Virtually all research indicates that the role of mediation should
be increased in custodial disputes between parents following divorce
or separation. There is considerable evidence now that mediation
is superior to litigation. Despite this however, litigation and
adversarial approaches continue in connection with disputes between
parents over their children. Not all cases lend themselves to shared
parenting type decisions. Such shared parenting is certainly the
ideal for which to aim, whenever possible. The crux of the matter
appears to be, seeking to have parents view their conflict as secondary
to their care the and future development of their children. This
is where mediation could play an important role with the support
of the courts and the litigation process. It is the view of the
author that any parent who fails to co-operate with the aims of
the mediator in putting children first in any dispute should be
forced by the court to co-operate or else lose a degree of custody
over children.
A. Diagnosing Child Custody Disputes
Psychological diagnostic tools are rarely used in the diagnosis
of parents and their children who are involved in child custody
disputes.

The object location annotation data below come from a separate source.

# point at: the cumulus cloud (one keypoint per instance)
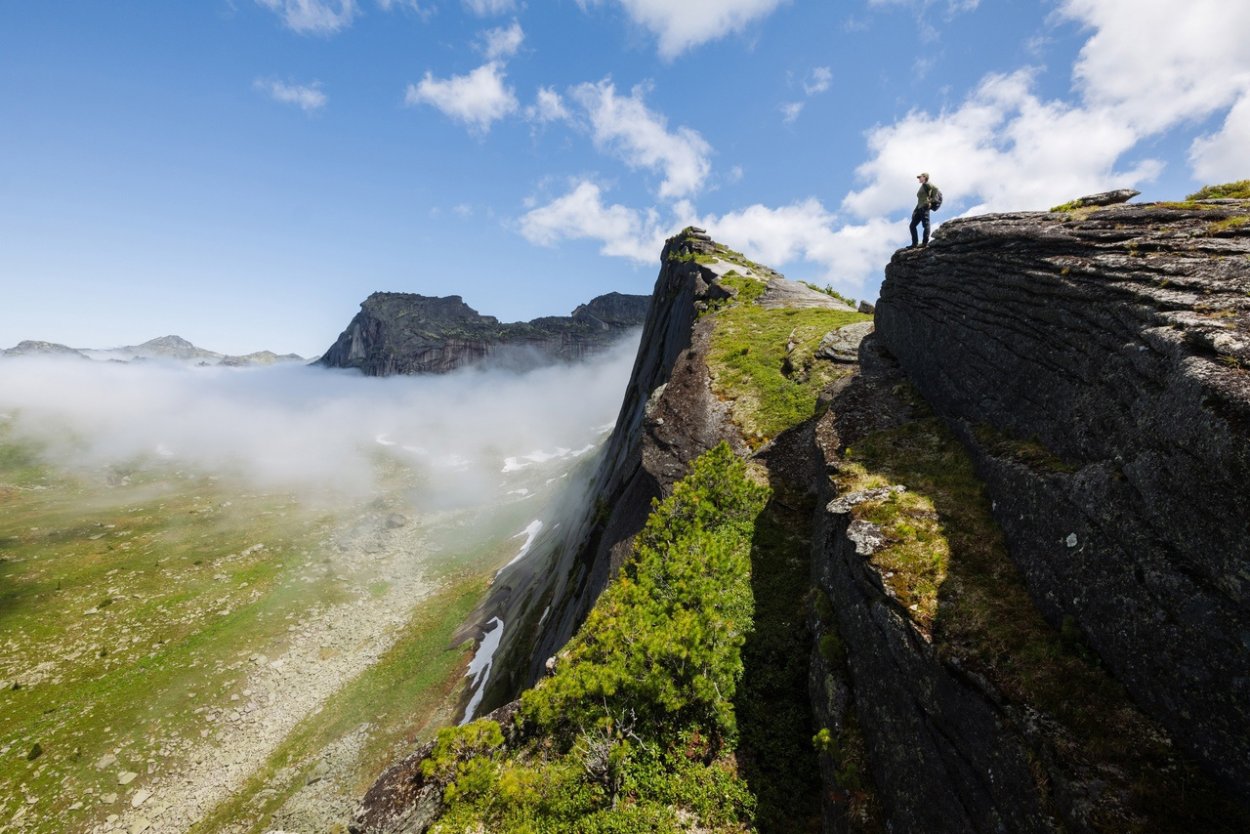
(581, 215)
(488, 8)
(314, 16)
(503, 41)
(1143, 70)
(624, 125)
(305, 96)
(321, 432)
(423, 10)
(690, 23)
(1001, 149)
(478, 99)
(548, 106)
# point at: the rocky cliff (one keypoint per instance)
(163, 349)
(1095, 364)
(999, 584)
(404, 333)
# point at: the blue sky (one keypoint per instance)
(244, 173)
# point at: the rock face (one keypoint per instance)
(1114, 345)
(404, 333)
(163, 349)
(669, 417)
(34, 348)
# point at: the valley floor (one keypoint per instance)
(183, 655)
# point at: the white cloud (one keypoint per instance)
(1144, 69)
(801, 231)
(305, 96)
(314, 16)
(581, 215)
(686, 24)
(315, 429)
(819, 80)
(478, 99)
(488, 8)
(805, 230)
(640, 136)
(1221, 156)
(1003, 148)
(421, 10)
(548, 106)
(1154, 64)
(503, 43)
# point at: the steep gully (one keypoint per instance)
(1109, 345)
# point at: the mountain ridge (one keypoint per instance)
(406, 333)
(1018, 588)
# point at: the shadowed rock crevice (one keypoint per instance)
(1116, 341)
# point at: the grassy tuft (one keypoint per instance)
(634, 730)
(770, 388)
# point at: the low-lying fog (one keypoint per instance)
(466, 438)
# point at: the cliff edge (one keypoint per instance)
(405, 333)
(1096, 363)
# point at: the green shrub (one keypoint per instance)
(635, 724)
(1238, 190)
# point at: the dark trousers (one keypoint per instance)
(918, 218)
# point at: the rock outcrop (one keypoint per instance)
(1098, 365)
(668, 418)
(404, 333)
(161, 349)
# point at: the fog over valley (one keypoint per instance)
(465, 437)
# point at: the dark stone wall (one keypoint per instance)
(404, 333)
(1095, 364)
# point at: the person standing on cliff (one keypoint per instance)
(928, 199)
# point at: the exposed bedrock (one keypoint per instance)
(668, 418)
(404, 333)
(1095, 361)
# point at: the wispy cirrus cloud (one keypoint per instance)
(548, 106)
(308, 98)
(691, 23)
(314, 16)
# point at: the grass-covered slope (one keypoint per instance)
(635, 730)
(763, 359)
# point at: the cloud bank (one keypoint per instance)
(466, 438)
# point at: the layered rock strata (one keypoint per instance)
(1095, 361)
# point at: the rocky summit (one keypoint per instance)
(999, 584)
(1096, 361)
(405, 333)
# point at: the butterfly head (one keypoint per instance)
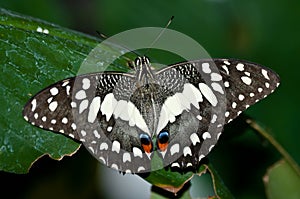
(144, 73)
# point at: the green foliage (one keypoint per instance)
(31, 60)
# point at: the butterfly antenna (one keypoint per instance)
(160, 34)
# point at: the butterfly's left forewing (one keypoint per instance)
(189, 103)
(217, 91)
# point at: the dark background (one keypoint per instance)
(266, 32)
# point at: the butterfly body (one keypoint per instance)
(178, 111)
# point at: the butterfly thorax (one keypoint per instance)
(144, 73)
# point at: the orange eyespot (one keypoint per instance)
(163, 140)
(146, 143)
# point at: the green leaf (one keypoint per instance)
(282, 181)
(33, 55)
(168, 183)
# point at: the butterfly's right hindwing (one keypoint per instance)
(89, 108)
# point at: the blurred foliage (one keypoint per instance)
(266, 32)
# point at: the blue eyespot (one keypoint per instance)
(145, 139)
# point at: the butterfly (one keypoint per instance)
(177, 112)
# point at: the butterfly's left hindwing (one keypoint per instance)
(222, 89)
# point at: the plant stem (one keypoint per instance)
(275, 144)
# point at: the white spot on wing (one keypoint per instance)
(53, 105)
(265, 74)
(103, 146)
(174, 149)
(86, 83)
(108, 105)
(33, 105)
(36, 115)
(96, 134)
(126, 157)
(246, 80)
(240, 67)
(206, 135)
(208, 94)
(80, 94)
(194, 138)
(205, 68)
(83, 105)
(137, 152)
(187, 151)
(241, 97)
(141, 168)
(226, 69)
(215, 77)
(116, 146)
(54, 91)
(64, 120)
(217, 87)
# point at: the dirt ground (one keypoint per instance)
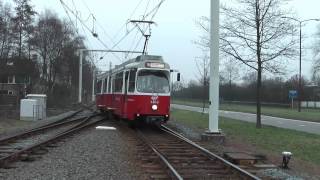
(298, 169)
(9, 120)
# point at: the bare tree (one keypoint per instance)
(50, 38)
(255, 33)
(6, 26)
(23, 23)
(230, 72)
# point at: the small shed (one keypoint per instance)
(42, 104)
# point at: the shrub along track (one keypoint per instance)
(28, 144)
(165, 154)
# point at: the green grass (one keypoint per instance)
(275, 140)
(305, 114)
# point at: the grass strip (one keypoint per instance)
(304, 146)
(305, 114)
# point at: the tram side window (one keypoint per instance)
(132, 80)
(118, 82)
(99, 83)
(106, 85)
(109, 85)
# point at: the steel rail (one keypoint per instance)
(210, 154)
(161, 156)
(16, 155)
(41, 128)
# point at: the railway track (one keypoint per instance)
(34, 142)
(168, 155)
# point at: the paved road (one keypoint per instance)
(305, 126)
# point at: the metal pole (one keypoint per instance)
(300, 88)
(214, 68)
(80, 77)
(93, 82)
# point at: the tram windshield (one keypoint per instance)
(153, 81)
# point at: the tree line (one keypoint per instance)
(259, 35)
(275, 90)
(48, 44)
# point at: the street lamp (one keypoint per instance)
(300, 85)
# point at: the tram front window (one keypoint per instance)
(153, 81)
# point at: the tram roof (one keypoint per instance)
(135, 62)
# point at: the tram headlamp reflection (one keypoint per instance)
(154, 107)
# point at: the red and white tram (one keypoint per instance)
(138, 89)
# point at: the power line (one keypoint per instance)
(94, 35)
(154, 11)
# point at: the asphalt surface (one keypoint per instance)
(304, 126)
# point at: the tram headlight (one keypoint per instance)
(154, 107)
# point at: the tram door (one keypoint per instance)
(125, 98)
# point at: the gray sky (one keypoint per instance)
(175, 30)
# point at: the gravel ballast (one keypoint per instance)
(89, 154)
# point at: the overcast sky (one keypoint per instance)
(172, 36)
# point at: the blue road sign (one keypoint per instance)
(293, 94)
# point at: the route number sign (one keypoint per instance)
(293, 94)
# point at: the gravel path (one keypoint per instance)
(90, 154)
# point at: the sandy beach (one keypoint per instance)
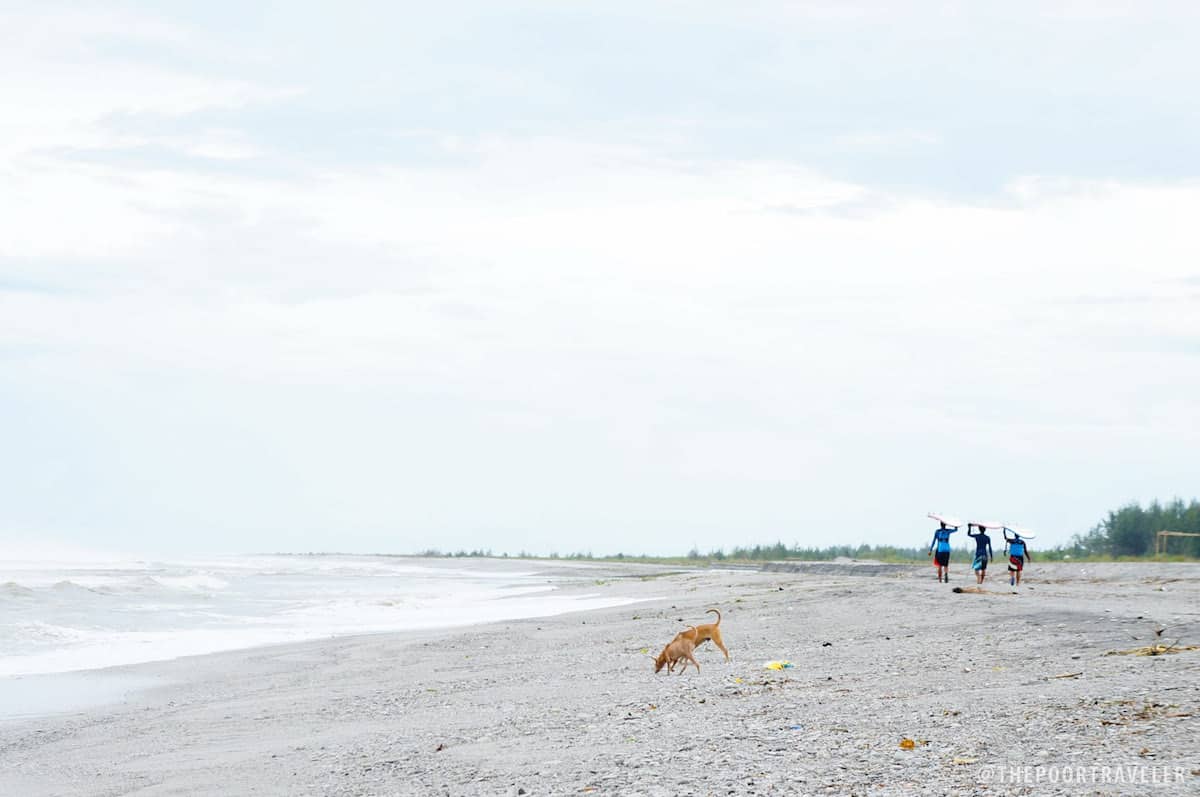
(1000, 694)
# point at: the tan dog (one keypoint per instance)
(705, 631)
(677, 649)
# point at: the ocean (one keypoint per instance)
(71, 616)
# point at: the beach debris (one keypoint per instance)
(1156, 649)
(979, 591)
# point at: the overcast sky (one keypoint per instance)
(621, 276)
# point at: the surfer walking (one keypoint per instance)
(1018, 552)
(983, 551)
(942, 556)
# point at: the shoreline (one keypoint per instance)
(564, 703)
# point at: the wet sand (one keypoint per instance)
(988, 687)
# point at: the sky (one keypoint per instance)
(604, 277)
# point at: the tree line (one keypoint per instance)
(1127, 532)
(1132, 529)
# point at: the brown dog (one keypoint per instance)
(677, 649)
(705, 631)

Heinze & Grisso (1996) reviewed the following instruments
of parenting capacity that are currently used in child custody evaluations.
These are: The Ackerman-Schoendorf Scales for Parent Evaluation
of Custody, the Bricklin Perceptual Scales and Perception of Relationships
Test, the Child Abuse Potential Inventory (CAPI), the Parent-Child
Relationship Inventory (PCRI), and the Parenting Stress Index (PSI).
These instruments were reviewed by obtaining the test manual and
published and unpublished research on the instruments. Each measure
was described, as well as research on the measures, norms, reliability,
validity and generalisability. The measures were discussed with
regards to their approach in processing parental effectiveness and
principles of test construction. The results indicated that the
CAPI, PCRI, and PSI were all useful measures that could be utilised
in child custody cases and in divorce mediations.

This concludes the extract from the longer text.